È evidente come i piani per "schierare truppe di pace della NATO in Ucraina" dopo la fine della guerra mirano principalmente a impedire che questa cessi, poiché qualsiasi schieramento di truppe dell’Alleanza è inaccettabile per la Russia. Il Ministro degli Esteri russo Sergej Lavrov aveva già più volte bollato qualsiasi contingente militare in Ucraina "categoricamente inaccettabile" e fonte di "escalation incontrollata con conseguenze imprevedibili".
"Raggiungere un accordo di pace che ponga fine al conflitto in Ucraina richiederà decisioni difficili", ha continuato Rutte, pronunciando il suo discorso in una sala semivuota. Il n° 1 della NATO ha poi promesso che l'alleanza rimane pronta a sostenere Kiev, pur riconoscendo che non tutti i paesi dell'alleanza sono disposti a partecipare all'approvvigionamento di armi per le Forze Armate ucraine dagli Stati Uniti.
"Attualmente, due terzi degli alleati partecipano al programma PURL…. C'è un problema di condivisione degli oneri. E in questo momento, alcuni alleati stanno facendo molto. Molti alleati stanno facendo qualcosa, altri non stanno facendo nulla", ha affermato, ricordando che l'Ucraina, attraverso il programma Prioritized Ukraine Requirements List, nell'ambito del quale i paesi della NATO acquistano armi per Kiev dalle scorte americane, ha ricevuto il 90% dei missili per i sistemi di difesa aerea e il 75% di tutte le armi missilistiche per un valore di "milioni e milioni di euro" dalla scorsa estate.
Dichiarazioni che arrivano mentre ad Abu Dhabi va in scena una timida riunione trilaterale a cui hanno partecipato rappresentanti di Mosca, Kiev e Washington. A porte chiuse, le parti hanno discusso le questioni in sospeso del piano di pace americano proposto da Washington, ma senza ancora raggiungere il benché minimo risultato.
Sergej Lavrov © Imagoeconomica
A complicare la situazione c’è anche l’audizione davanti alla Commissione Esteri del Senato USA, del Segretario di Stato Marco Rubio che ha riconfermato l’esistenza di un “accordo generale” sulle garanzie di sicurezza per l’Ucraina tra Stati Uniti e alleati europei.
Un piano che ovviamente prevede soprattutto il dispiegamento di un piccolo contingente di truppe europee (in particolare francesi e britanniche), mentre il ruolo di Washington è quello di fornire una garanzia di sicurezza “di fondo”, cioè un sostegno di back‑up piuttosto che una presenza terrestre massiccia.
"Non sappiamo quali garanzie abbiano concordato, ma a quanto pare si trattava di garanzie per lo stesso regime ucraino che sta perseguendo politiche russofobe e neonaziste", aveva commentato nei giorni scorsi Lavrov in un'intervista ai media turchi, denunciando come “l’'Europa e Kiev” abbiano "bocciato" il piano degli Stati Uniti per l'Ucraina e ora stanno cercando di "vendere" la loro "visione" di questo "mondo" all'amministrazione americana”.
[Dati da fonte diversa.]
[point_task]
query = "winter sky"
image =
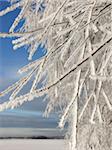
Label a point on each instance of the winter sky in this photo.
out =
(30, 114)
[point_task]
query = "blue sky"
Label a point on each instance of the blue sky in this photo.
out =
(30, 114)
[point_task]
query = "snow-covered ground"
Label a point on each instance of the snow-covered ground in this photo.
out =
(33, 144)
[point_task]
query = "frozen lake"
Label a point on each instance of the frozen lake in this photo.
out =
(28, 144)
(30, 132)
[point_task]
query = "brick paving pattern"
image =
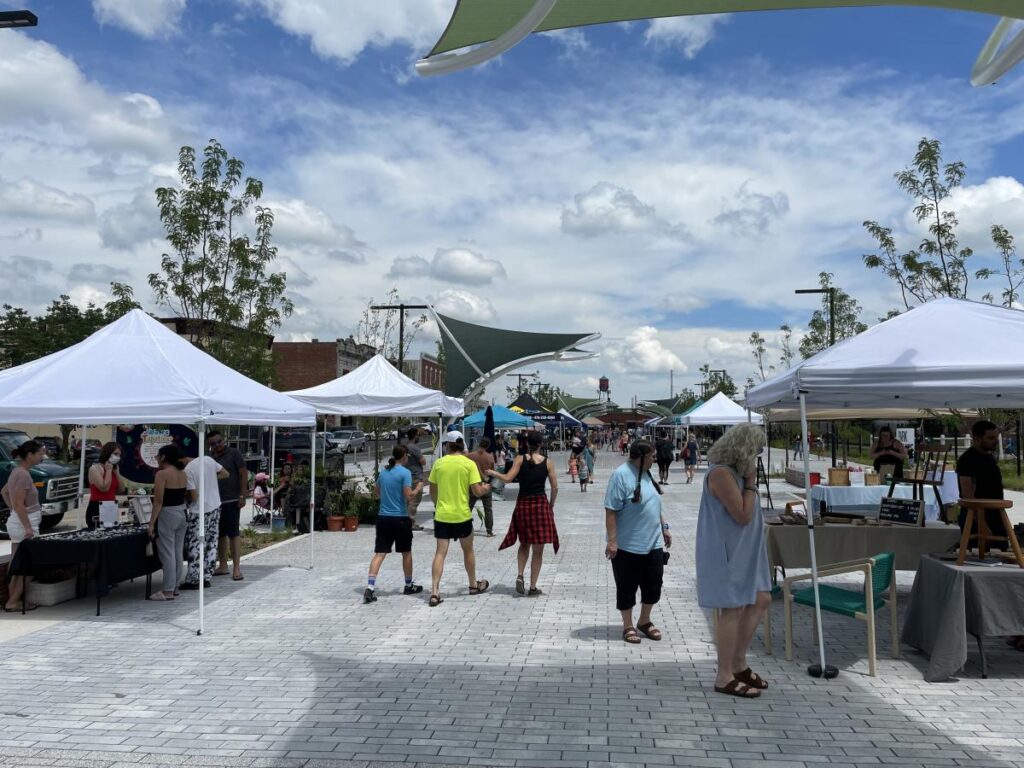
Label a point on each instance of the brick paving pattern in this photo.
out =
(295, 671)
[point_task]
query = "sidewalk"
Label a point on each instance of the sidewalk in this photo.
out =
(295, 671)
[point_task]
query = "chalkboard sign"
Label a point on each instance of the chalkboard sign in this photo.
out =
(902, 511)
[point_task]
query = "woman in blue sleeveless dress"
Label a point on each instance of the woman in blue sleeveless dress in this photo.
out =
(731, 557)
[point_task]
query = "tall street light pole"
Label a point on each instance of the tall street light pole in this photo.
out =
(13, 19)
(832, 342)
(401, 326)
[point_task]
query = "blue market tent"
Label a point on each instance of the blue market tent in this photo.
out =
(504, 419)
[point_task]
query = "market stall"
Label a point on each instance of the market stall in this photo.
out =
(948, 353)
(136, 371)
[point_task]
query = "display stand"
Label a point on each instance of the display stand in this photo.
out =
(976, 510)
(763, 480)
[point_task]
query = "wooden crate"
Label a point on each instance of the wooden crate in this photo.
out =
(839, 476)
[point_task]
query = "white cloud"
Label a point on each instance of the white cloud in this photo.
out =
(148, 18)
(642, 351)
(343, 29)
(34, 200)
(687, 34)
(459, 265)
(607, 209)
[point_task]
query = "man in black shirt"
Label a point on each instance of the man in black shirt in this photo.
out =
(979, 475)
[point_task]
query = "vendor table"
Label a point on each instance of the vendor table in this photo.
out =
(115, 554)
(787, 545)
(950, 601)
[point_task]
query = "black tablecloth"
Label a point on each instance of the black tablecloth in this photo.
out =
(949, 600)
(116, 555)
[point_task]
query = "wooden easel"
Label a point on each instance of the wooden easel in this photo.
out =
(763, 480)
(976, 509)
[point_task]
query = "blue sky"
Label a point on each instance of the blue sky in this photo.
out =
(667, 184)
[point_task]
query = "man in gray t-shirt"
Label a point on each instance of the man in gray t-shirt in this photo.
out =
(415, 466)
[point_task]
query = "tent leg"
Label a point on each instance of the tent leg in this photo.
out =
(202, 528)
(81, 479)
(312, 497)
(821, 669)
(273, 452)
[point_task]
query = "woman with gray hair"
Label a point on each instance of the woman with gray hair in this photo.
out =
(731, 558)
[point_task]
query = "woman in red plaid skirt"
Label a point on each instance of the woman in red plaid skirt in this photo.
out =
(534, 517)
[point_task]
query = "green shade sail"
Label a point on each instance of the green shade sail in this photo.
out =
(482, 20)
(475, 355)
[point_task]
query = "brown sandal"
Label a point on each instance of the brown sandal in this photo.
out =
(737, 688)
(750, 678)
(650, 630)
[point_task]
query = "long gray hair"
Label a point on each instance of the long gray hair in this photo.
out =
(738, 449)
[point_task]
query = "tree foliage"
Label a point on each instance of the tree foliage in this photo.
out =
(847, 318)
(218, 274)
(27, 338)
(379, 328)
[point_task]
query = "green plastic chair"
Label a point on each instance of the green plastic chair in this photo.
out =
(879, 579)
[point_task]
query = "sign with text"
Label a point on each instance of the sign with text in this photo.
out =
(902, 511)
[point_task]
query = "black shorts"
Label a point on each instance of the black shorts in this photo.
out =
(393, 530)
(229, 514)
(453, 529)
(634, 571)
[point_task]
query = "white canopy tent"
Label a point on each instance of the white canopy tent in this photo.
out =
(136, 371)
(948, 353)
(378, 388)
(720, 411)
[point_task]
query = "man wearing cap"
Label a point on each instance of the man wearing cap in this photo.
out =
(453, 478)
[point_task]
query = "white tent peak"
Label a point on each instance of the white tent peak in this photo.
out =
(378, 388)
(136, 371)
(720, 410)
(945, 353)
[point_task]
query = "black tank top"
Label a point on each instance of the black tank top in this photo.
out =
(531, 477)
(174, 497)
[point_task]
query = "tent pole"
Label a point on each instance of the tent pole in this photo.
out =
(312, 496)
(81, 478)
(273, 451)
(202, 526)
(815, 670)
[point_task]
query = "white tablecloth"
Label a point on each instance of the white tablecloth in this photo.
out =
(864, 499)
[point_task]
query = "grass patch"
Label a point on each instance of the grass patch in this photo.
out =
(253, 541)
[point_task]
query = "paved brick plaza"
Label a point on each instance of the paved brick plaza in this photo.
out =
(295, 671)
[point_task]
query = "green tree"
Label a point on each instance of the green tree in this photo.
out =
(938, 266)
(716, 381)
(27, 338)
(1012, 267)
(217, 276)
(847, 320)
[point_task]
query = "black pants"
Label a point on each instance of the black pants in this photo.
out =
(634, 571)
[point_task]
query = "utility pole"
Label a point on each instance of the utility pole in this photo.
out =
(401, 326)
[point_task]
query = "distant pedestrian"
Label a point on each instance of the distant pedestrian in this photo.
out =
(415, 466)
(637, 538)
(233, 489)
(733, 576)
(534, 517)
(203, 549)
(484, 461)
(394, 527)
(453, 478)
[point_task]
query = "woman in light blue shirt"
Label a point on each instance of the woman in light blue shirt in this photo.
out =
(638, 537)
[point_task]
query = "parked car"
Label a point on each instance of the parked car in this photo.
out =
(57, 483)
(350, 440)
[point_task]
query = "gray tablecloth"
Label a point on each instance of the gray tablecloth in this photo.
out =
(948, 601)
(787, 545)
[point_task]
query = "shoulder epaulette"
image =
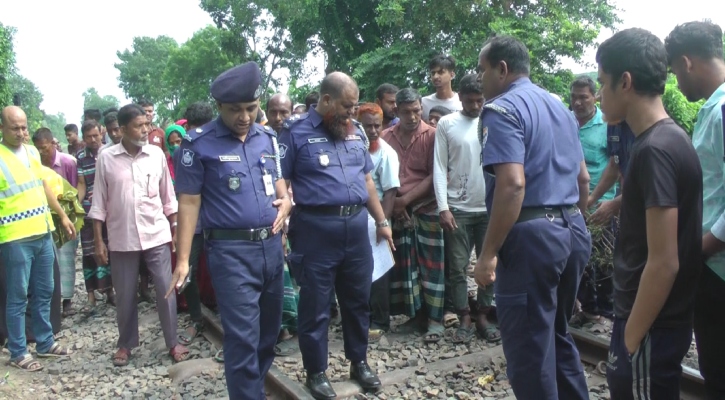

"I padroni del regime di Zelensky stanno lavorando per garantire la sicurezza di questo regime illegale e illegittimo, le cui radici sono state gettate durante il colpo di stato del febbraio 2014".
Il diplomatico aveva poi ribadito che le garanzie di sicurezza concrete per Russia e Ucraina ai fini della risoluzione del conflitto ucraino sono quelle sviluppate in seguito ai colloqui di Istanbul del 2022, che includevano, tra le altre cose, l'assenza di basi militari straniere in Ucraina.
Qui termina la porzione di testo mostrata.